Some people might think it is inappropriate, even sacrilegious, to employ high-end fabrics in a non-high-end way. You would not take silk gazar, for example, and turn them into casual clothes, even if there’s no rule against such a use, except perhaps aesthetic consideration. For Sacai’s Chitose Abe, there are no such self-imposed limitations. She uses fabrics as artists use paint; she mixes them up. In doing so, she gives some of the oldest cloths new purpose. For autumn/winter 2017, tweed, a traditional Irish/Scottish fabric in use before the 19th century, for example, in her hands were fashioned into outers so type-breaking they made Chanel jackets look rather frumpy.
Sacai is known for her aesthetic hybrids, and the results often defy characterisation. For her recent show, she crossbred high-brow tweed with outdoor wear and the result is deliciousness only skilled mixologists can offer. How does one describe her not-country-club tweeds? It’s tricky, but we’ll try. One of them that we really like is a navy and green parka-meets-anorak, within which bouclé tweed was worked into (top). Not quite what you might pick for a climb in the mountains, but it’s certainly for tranquil days tending to your resort in the Swiss Alps.
And would you add openings to tweed skirts the way they create slits in the knees of jeans? Ms Abe knows women like gashes in their bottoms, and she obliged, but these were not mindless rips, calculated to titillate, or repulse. Instead, they’re side openings with zips, which means the skirts could be customized to fall in a certain way, based on how zipped up they are, or not. The same idea was applied to pants. Yes, those pants! They have the attitude of a pair of cotton cargos and the swagger of the nicest wool crepe slacks. But they are in tweed!
Her cross-breeding does not only bring disparate garments from different categories of clothing together, which she frequently does, but also within a dress type or style. Take military wear, for (another) example. Ms Abe is fond of the field jacket, but this time, she’s created something that looks like the navy and the armed forces happily co-exist: a peacoat married to a parka!
From the start of the Sacai show, we saw designs that took into consideration the femininity women will always return to despite the vagaries of fashion or the gender-ambiguous leanings of street style. Case in point: the first look should really have been pyjama dressing except that the composition—cut, fabric, and embellishment—looked destined for a front-row seat of a fashion show than under a comforter in a bedroom, or, for the more adventurous, a bar-side stool in a pub. If Grace Coddington was really bent on wearing pyjamas to the Met Gala of 2015 (China: Through the Looking Glass), she really should have picked something like this.

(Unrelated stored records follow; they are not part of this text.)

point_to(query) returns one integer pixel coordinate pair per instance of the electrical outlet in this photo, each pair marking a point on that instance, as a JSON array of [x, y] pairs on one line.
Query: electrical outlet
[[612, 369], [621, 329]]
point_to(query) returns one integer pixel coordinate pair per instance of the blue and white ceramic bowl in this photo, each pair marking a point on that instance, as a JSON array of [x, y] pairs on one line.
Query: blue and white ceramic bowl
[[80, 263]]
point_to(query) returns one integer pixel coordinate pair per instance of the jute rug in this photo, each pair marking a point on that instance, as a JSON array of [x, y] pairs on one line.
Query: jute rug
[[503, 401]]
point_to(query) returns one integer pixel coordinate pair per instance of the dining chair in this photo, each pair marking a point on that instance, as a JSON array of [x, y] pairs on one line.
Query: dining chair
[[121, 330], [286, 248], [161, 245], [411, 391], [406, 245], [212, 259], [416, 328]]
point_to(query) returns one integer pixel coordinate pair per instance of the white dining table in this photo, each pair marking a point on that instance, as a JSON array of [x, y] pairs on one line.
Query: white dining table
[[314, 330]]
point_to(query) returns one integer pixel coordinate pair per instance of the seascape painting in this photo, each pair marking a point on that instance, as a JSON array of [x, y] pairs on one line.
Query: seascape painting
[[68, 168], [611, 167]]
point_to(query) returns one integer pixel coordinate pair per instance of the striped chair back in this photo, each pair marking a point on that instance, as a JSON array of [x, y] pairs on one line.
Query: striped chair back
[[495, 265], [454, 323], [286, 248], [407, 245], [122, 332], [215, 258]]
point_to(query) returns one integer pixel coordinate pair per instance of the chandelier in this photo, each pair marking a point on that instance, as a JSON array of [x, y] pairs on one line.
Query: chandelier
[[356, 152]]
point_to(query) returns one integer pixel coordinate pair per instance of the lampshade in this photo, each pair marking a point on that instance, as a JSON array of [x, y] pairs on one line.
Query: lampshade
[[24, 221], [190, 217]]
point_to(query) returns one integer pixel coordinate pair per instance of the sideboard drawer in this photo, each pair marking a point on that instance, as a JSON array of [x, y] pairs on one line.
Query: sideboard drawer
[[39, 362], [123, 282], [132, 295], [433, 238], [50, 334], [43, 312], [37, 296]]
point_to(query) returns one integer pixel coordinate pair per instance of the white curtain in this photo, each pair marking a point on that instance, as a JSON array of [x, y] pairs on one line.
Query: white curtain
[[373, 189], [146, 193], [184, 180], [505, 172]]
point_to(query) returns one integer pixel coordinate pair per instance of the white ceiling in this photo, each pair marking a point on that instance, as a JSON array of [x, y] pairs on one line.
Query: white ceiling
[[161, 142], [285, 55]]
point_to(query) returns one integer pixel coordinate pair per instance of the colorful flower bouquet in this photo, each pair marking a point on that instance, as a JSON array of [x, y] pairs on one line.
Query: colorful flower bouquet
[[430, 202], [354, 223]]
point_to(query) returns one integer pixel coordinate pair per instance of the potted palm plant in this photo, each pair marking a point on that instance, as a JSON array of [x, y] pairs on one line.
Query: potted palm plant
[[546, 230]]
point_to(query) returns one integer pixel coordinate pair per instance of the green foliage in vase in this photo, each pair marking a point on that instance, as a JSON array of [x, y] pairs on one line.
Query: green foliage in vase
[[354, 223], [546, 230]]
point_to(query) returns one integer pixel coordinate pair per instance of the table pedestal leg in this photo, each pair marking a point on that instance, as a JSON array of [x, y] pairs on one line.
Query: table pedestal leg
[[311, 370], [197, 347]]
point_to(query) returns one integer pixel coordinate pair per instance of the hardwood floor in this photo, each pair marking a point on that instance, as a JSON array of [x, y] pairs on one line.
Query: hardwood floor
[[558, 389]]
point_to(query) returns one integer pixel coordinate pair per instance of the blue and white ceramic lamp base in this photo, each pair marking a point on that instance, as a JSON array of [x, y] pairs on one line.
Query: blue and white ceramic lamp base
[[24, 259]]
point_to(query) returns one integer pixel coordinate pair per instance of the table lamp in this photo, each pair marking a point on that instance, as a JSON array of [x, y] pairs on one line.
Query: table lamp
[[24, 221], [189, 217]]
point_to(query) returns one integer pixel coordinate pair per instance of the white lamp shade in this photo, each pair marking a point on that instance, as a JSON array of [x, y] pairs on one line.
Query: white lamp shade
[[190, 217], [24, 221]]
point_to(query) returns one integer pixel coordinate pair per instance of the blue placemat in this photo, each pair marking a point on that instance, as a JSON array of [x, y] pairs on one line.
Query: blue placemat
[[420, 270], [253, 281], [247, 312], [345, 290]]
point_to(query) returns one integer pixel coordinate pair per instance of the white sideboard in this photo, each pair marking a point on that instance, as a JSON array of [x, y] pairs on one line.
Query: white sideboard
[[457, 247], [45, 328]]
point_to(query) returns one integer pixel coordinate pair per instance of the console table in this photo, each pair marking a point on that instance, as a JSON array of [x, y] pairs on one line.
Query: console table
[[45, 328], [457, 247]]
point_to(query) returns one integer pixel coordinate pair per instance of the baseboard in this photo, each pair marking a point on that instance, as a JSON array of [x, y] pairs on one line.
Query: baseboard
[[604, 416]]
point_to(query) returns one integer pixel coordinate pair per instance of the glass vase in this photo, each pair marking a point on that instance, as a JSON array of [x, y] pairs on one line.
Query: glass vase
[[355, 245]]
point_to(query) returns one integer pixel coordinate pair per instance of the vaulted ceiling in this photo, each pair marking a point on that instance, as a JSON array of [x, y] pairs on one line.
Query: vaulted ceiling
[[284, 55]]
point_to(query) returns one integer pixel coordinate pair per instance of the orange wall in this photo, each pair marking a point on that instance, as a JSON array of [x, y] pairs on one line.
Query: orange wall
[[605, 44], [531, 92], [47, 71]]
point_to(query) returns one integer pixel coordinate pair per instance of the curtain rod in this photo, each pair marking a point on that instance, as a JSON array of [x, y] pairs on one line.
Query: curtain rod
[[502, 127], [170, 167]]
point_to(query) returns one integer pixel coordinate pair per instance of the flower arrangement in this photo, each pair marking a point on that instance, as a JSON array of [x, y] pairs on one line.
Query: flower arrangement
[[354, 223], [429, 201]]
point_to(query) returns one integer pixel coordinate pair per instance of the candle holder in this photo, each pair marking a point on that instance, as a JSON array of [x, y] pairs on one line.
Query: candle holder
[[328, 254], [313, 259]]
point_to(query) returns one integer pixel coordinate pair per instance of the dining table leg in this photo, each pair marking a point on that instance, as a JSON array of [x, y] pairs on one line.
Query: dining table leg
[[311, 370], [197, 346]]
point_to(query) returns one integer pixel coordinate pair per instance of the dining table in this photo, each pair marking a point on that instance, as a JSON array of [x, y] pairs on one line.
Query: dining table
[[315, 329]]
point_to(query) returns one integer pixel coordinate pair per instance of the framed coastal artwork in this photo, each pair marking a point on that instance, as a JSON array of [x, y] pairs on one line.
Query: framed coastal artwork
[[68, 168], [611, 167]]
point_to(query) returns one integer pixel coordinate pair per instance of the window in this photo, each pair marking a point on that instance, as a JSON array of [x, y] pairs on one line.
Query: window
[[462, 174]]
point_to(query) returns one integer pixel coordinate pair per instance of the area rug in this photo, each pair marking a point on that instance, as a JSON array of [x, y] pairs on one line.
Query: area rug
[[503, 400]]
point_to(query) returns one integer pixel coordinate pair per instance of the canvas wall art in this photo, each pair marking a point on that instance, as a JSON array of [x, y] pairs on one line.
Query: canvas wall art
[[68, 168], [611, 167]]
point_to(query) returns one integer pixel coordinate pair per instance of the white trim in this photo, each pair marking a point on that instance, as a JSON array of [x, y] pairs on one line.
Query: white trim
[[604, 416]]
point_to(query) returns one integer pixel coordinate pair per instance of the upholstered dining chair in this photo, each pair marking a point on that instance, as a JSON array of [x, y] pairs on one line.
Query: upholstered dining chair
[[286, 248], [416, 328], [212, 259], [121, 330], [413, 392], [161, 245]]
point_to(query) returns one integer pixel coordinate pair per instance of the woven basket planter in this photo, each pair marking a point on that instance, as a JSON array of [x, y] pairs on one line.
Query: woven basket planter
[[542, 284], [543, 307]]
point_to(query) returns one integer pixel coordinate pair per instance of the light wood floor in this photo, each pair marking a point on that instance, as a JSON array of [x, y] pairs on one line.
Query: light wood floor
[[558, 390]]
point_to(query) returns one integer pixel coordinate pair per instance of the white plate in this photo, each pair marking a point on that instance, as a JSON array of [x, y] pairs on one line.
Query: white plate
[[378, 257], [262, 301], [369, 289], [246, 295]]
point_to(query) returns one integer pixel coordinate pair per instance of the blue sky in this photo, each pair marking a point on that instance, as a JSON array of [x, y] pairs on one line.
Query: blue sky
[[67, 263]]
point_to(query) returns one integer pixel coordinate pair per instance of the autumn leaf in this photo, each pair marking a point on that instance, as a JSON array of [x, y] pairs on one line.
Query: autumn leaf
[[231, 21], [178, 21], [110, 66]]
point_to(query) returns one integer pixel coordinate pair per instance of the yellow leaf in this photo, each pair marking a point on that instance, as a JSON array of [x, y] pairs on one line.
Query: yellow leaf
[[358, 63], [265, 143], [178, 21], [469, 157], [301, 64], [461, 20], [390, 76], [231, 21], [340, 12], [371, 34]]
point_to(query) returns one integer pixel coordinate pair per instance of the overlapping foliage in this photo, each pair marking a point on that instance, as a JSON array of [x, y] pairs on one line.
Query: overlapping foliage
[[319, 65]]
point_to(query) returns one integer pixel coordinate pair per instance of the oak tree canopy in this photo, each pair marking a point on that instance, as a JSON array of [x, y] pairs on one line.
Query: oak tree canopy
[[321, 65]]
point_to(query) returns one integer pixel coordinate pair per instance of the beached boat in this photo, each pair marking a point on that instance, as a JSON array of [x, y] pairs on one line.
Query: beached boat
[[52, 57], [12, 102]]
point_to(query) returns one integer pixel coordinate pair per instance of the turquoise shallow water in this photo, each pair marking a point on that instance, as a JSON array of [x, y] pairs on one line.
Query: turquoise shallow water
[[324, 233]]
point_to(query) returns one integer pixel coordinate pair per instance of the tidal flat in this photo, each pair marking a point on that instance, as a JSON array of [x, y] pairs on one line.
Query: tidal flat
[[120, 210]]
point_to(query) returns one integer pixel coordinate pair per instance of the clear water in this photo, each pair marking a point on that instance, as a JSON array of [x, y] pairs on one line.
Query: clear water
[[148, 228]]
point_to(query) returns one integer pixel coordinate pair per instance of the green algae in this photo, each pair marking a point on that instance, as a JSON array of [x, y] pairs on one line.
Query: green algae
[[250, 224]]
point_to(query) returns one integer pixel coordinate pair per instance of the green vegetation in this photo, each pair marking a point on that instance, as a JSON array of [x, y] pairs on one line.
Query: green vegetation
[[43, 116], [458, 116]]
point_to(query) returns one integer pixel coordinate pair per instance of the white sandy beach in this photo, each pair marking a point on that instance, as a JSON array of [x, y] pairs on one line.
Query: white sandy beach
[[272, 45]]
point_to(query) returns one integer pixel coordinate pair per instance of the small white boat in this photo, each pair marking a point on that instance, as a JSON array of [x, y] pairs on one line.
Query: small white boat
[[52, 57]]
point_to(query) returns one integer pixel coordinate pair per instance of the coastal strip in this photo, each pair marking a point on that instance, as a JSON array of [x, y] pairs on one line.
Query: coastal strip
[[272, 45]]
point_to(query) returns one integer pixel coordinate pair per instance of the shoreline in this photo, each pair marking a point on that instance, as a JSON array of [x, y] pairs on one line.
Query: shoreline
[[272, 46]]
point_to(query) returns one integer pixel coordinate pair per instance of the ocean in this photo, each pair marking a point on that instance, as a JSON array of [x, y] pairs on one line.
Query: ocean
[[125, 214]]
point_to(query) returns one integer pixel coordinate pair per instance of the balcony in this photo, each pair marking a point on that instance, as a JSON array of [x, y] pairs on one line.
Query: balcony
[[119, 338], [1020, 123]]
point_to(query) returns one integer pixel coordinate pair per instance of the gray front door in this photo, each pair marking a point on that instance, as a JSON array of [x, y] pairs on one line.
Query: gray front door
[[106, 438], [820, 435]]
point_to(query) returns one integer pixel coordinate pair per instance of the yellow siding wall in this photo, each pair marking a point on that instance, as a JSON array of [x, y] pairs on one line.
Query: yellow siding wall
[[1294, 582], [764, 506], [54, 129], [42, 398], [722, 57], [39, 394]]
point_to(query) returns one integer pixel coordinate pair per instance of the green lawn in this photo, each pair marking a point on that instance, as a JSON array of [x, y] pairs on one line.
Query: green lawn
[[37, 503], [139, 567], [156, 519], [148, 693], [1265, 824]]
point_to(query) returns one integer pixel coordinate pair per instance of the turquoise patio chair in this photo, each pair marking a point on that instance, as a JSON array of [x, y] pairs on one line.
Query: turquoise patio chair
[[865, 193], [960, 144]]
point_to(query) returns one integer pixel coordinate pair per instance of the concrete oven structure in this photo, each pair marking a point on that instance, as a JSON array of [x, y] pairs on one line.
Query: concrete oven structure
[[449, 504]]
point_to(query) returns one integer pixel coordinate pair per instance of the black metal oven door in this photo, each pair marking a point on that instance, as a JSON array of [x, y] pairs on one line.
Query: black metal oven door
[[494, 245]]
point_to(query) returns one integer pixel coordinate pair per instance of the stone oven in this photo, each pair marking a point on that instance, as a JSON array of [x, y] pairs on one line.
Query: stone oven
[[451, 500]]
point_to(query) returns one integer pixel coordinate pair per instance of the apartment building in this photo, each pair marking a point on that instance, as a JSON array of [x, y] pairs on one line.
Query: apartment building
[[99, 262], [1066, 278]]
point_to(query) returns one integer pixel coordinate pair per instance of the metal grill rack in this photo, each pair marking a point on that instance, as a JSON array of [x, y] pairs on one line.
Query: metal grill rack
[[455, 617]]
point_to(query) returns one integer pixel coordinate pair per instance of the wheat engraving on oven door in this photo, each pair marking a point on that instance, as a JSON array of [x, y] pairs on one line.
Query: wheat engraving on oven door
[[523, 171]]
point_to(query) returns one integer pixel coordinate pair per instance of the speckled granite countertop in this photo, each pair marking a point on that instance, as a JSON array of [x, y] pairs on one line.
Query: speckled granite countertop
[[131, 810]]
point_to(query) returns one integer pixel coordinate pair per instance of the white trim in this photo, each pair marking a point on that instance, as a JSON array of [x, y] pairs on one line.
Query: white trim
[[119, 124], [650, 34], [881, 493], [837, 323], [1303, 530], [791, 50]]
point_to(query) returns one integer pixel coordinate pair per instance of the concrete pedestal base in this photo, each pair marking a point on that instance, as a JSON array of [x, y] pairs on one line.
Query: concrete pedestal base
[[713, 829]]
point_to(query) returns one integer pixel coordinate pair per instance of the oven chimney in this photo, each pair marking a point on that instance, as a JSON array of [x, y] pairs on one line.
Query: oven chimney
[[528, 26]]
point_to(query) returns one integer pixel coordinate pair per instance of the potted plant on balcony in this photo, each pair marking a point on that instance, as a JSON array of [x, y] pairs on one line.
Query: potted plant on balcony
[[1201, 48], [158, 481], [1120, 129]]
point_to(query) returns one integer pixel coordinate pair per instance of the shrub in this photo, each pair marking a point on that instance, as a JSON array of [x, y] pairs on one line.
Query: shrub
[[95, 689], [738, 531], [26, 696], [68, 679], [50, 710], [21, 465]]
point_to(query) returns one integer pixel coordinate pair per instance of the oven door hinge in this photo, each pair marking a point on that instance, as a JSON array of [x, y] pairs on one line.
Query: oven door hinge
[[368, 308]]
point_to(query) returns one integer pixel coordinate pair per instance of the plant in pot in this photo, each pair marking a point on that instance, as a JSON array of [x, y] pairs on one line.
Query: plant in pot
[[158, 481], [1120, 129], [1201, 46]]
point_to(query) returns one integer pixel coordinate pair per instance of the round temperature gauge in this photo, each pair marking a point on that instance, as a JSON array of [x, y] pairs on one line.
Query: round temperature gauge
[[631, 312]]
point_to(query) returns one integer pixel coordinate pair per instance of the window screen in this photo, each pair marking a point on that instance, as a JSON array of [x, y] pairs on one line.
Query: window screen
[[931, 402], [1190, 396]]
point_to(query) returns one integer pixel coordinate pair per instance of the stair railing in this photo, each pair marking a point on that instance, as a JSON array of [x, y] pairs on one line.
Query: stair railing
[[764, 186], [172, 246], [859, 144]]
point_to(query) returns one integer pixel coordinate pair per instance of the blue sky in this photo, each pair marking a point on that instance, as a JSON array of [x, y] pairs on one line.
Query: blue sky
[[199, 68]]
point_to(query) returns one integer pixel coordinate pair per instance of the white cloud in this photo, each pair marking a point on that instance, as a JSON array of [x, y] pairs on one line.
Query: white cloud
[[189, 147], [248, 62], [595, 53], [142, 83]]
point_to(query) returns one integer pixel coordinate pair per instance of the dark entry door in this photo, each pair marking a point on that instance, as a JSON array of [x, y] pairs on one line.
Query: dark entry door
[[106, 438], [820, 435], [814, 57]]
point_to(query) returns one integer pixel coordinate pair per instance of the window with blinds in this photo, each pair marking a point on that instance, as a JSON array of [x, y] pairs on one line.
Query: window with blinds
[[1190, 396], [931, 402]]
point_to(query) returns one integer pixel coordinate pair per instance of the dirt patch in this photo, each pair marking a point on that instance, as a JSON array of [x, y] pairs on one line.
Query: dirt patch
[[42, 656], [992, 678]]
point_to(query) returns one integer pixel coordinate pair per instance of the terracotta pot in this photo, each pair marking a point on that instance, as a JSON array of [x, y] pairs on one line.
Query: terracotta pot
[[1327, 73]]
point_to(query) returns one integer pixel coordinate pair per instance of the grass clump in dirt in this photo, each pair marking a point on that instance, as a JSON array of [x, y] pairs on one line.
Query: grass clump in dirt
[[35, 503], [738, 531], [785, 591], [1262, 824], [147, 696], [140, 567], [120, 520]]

What we find so inspiring is that Ms Abe is able to project a vestige of cool without sacrificing the advantage of craft, beauty, humour, intelligence, and modesty. Her clothes are not overt in any of those qualities that make the wearer ooze sex or trickle foolishness. Despite the possibly frenetic mixing within just one garment, each piece is a charming confluence of clever design and palatable novelty.
At one time, there were rumours that Chitose Abe was asked to go to Dior. If only it were true.